Menyekutukan Allah Swt dengan mahluk (musyrik), tidak sekedar sebagai kotoran
hati, namun ia merupakan najis (kotoran yang menjijikkan) hati, dan merupakan
dosa yang tidak akan diampuni oleh Allah Swt serta sia-sia amal ibadah yang
dilaksanakan. Salah satu ulama kaum sufi, mengatakan bahwa syirik merupakan
pangkal segala penyakit hati.
Dalam mencapai
iman kepada Allah Swt, diantara mukmin yang satu dengan mukmin lainnya tidaklah
sama. Ada yang memiliki kadar iman yang tinggi, ada yang memiliki kadar iman
yang sedang dan bahkan ada yang memiliki iman yang kadarnya sangat rendah. Sebagaimana
keterangan dalam hadis, bagi mereka yang memiliki kadar iman yang tinggi, sudah
tentu jiwanya peka terhadap dosa diri. Satu kali saja melakukan perbuatan maksiat,
penyesalannya amatlah dalam dan hingga mereka mudah meneteskan airmata ketika
memanjatkan permohonan ampunan. Demikian pula bagi mereka yang memiliki kadar
iman yang rendah, sudah tentu kepekaan jiwanya-pun rendah juga. Hinga mereka
tidak memiliki rasa malu apalagi rasa takut kepada Allah Swt meskipun
berkali-kali melakukan perbuatan maksiat.
Diantara mereka
ada yang memiliki kepercayaan kepada Tuhan sebatas keberadaan-Nya saja tanpa
memahami sifat-sifat-Nya. Dan ada yang sudah memahami sifat-sifat-Nya, namun
masih tertutup oleh keberadaan makhluk (termasuk dirinya sendiri). Dan ada pula
yang beriman kepada-Nya, namun masih bercampur dengan musyrik (menyekutukan-Nya
dengan makhluk). Bahkan diantara manusia
ada yang salah dalam menyimpulkan antara pengertian tauhid dan syirik. Tauhid
dianggap syirik dan syirik dianggap tauhid (na’udzu billah).
Memang secara
umum – sebagaimana dijelaskan dalam al-Qur’an - bahwa kepercayaan seseorang
terhadap keberadaan dan kekuasaan Allah Swt masih bercampur dengan pemahaman
syirik (menyekutukan Allah Swt dengan makhluk). Hal ini tercermin dalam (Qs.
Yusuf : 106) :
وَمَا يُؤْمِنُ
أَكْثَرُهًمْ بِاللهِ اِلاَّ وَهُمْ مُشْرِكُوْنَ : Dan
tidak beriman kepada Allah kebanyakan manusia, kecuali mereka
mempersekutukan-Nya.
Berlainan
dengan dosa lainnya, perbuatan syirik (baik khafi/ samar maupun jali/
kentara) merupakan dosa terbesar yang tidak akan diampuni oleh Allah Swt yang
tidak dapat ditaubati, kecuali dengan terbebasnya jiwa dari kemusyrikan.

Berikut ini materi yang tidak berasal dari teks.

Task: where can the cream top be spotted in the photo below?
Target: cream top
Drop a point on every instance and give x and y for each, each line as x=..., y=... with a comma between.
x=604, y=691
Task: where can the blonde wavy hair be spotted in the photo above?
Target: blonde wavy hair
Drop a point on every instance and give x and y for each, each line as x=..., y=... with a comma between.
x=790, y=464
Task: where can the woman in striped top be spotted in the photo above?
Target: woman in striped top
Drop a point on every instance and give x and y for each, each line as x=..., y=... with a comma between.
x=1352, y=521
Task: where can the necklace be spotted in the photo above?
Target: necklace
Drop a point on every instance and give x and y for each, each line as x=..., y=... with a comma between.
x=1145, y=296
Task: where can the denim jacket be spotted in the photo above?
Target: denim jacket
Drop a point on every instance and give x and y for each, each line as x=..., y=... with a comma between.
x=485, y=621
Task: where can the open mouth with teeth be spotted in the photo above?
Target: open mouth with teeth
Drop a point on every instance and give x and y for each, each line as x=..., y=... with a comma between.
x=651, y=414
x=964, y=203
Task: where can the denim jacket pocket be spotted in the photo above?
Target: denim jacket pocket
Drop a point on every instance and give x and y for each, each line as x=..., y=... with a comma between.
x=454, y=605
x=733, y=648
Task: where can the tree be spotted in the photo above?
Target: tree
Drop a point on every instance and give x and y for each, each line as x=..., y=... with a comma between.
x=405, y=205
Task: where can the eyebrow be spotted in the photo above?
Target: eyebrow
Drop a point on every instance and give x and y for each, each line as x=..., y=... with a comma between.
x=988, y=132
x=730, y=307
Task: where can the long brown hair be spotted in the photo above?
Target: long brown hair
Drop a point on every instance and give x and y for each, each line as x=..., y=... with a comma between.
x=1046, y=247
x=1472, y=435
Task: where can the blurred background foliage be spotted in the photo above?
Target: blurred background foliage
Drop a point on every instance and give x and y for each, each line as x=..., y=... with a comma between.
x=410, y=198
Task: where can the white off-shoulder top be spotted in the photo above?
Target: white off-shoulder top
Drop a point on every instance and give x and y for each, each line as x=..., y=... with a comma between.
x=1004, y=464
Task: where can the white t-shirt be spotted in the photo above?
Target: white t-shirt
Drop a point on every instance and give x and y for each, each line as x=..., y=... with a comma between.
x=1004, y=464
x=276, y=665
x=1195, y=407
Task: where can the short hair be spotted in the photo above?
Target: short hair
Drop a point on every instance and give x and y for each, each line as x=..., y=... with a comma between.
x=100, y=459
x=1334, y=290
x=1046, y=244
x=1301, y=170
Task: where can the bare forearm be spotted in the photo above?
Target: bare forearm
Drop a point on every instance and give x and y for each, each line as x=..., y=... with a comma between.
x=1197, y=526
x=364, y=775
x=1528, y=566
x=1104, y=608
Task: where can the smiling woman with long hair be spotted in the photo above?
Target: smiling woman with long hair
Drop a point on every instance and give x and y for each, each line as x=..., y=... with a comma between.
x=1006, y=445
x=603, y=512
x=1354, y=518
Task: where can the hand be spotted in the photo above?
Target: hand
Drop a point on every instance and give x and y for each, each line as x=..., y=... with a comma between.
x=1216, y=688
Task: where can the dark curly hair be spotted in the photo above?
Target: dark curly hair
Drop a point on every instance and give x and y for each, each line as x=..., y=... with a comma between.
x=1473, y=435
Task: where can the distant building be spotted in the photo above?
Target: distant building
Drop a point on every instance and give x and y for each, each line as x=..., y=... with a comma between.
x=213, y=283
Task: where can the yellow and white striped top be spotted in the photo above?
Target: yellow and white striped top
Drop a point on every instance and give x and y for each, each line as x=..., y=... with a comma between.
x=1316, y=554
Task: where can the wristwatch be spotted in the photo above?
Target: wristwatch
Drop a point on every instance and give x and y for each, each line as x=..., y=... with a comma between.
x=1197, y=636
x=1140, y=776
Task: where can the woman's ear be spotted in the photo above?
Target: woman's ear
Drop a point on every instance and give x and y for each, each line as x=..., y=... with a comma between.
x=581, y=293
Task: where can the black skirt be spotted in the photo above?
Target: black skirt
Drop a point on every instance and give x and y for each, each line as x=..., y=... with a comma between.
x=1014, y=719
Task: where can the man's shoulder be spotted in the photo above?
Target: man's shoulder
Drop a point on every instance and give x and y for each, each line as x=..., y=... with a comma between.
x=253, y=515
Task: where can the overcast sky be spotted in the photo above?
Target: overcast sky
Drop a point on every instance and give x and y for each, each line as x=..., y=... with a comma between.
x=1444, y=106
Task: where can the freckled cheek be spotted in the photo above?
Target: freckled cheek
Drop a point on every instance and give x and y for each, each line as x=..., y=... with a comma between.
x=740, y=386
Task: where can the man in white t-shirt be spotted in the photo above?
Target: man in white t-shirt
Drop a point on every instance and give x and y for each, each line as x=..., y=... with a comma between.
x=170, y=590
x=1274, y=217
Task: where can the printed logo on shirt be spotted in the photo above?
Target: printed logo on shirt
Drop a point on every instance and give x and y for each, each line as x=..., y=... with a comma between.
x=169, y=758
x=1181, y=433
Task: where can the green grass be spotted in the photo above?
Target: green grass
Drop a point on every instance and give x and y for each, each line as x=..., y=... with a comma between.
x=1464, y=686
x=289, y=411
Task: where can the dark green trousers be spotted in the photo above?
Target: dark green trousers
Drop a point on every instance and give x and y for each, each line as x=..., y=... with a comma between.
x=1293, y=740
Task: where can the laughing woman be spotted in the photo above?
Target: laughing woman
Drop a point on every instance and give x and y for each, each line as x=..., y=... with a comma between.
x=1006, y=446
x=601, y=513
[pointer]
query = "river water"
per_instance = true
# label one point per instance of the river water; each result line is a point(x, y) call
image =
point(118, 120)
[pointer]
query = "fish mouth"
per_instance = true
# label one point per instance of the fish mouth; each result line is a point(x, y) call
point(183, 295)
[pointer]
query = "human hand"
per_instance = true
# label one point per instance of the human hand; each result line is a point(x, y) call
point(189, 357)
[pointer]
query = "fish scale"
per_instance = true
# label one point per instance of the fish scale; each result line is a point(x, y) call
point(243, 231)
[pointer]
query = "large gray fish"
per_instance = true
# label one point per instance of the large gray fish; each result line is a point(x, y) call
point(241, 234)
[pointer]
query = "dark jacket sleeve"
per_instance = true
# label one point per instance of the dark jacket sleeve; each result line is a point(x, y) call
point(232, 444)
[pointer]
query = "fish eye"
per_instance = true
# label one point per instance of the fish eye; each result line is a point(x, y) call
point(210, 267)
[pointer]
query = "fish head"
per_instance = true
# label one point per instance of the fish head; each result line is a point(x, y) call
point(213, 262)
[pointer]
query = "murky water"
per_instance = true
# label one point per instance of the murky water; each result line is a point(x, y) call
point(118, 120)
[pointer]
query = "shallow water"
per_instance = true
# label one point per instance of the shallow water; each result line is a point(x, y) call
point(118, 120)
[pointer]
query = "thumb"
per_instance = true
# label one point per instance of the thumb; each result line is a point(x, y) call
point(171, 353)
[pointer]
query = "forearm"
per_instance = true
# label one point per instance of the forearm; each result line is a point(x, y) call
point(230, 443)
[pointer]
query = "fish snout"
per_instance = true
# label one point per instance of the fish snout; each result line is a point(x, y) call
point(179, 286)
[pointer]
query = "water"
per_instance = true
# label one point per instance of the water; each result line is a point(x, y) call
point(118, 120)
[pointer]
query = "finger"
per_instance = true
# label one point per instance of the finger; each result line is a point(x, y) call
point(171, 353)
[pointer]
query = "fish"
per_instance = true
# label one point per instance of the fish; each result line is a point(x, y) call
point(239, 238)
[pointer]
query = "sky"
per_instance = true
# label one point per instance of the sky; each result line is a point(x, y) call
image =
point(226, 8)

إِنَّ اللهَ لاَيَغْفِرُ أَنْ يشْرَكَ بِهِ وَيَغْفِرُ مَا دُونَ ذَالِكَ
لِمَنْ يَشَاءُ
Sesungguhnya Allah tidak akan
mengampuni dosa menyekutukan makhluk dengan-Nya (syirik) dan mengampuni dosa
lainnya bagi yang dikehendaki-Nya. (Qs. an-Nisa’:
48)
Demikian pula
pada umumnya, manusia menganggap rendah terhadap nilai dosa syirik. Dan
karenanya, mereka kurang sungguh-sungguh dalam membebaskan jiwa dari belenggu
kemusyrikan. Padahal dalam pandangan Allah Swt, kemusyrikan merupakan perbuatan
najis (sesuatu yang menjijikkan), serta menyebabkan amal ibadah menjadi sia-sia
dan tidak akan diterima oleh Allah Swt. Sebagaimana keterangan firman Allah Swt
:
يَأَيُّها الذِينَ
آمَنُوا إِنَّمَا المُشْرِكُونَ نَجَسٌ : Wahai
orang-orang yang beriman, sesungguhnya orang musyrik itu najis.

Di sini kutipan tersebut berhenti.